Another example of something that really gets my goat about FB; someone on my friends list recently posted about being upset as her old boss had died that day. If I were a close relative of the boss I would be livid some random ex-employee had posted this sensitive news on FB before they've probably had chance to tell all friends and family.
In short I think YANBU.

CodyKing · 21/06/2016 07:32

In reality nobody cares that much

Boss may care - sis who you want to tell personally and is infertile may care - bF trying to conceive may care - XH who you are divorcing may care - GP who live abroad and arriving next week may care

Random strangers who aren't on your friends list - not so much

Laiste · 21/06/2016 08:05

Twinkleheth - FlowersFlowersFlowers

Floisme · 21/06/2016 08:21

I am very old but if someone tells me they are pregnant, I never pass the news on - through any media - unless the person concerned says it's ok to do so. I think the social media angle is irrelevant and that this is about showing sensitivity and a bit of common sense. It's their news, not mine.

Bless me, eh.

Congratulations, op.

SylvieB74 · 21/06/2016 08:26

philoslothy

No the creation of life isn't naff, the most intimate early scan pictures all over Facebook is. Also if a responsible, financially independent grown woman chooses to have a baby it's different to someone becoming pregnant and expecting the state to pay to raise their child. I think benefits should be there for people who were in a stable relationship and he's either left the home or died.

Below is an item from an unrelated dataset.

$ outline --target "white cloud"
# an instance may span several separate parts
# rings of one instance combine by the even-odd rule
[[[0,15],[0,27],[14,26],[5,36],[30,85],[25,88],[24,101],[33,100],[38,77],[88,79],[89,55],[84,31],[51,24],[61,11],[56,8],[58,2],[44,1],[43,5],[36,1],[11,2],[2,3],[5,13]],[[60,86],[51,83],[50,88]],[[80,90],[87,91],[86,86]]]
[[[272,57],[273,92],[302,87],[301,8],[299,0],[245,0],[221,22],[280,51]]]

pelirocco123 · 21/06/2016 08:28

When my dad died early in the morning the first person we needed to tell was a nephew as they were very close and he started work very early, his partner immediately posted it on FB.As it was yet 6 am we hadn't told any other family , luckily I managed to take his fb down , the rest of the family would have been devastated to find out that way

Philoslothy · 21/06/2016 09:07

No the creation of life isn't naff, the most intimate early scan pictures all over Facebook is

One of my friends has recently had a baby, they have been trying for just over ten years. They gave had miscarriages and spent a fortune and more importantly years of heartache on failed IVF attempts. When she fell pregnant they posted scan photos, every twinge and development on FB. I was just so excited for her I can't imagine thinking "how naff". Having spent tens of thousands on IVF I am not sure how financially independent they are either which probably adds to their "naffness"

OohMavis · 21/06/2016 09:12

My SIL announced the birth of both my children on Facebook less than an hour after they were born. Before we'd even had a chance to tell the whole family, let alone announce it ourselves.

Some people like to make things all about themselves.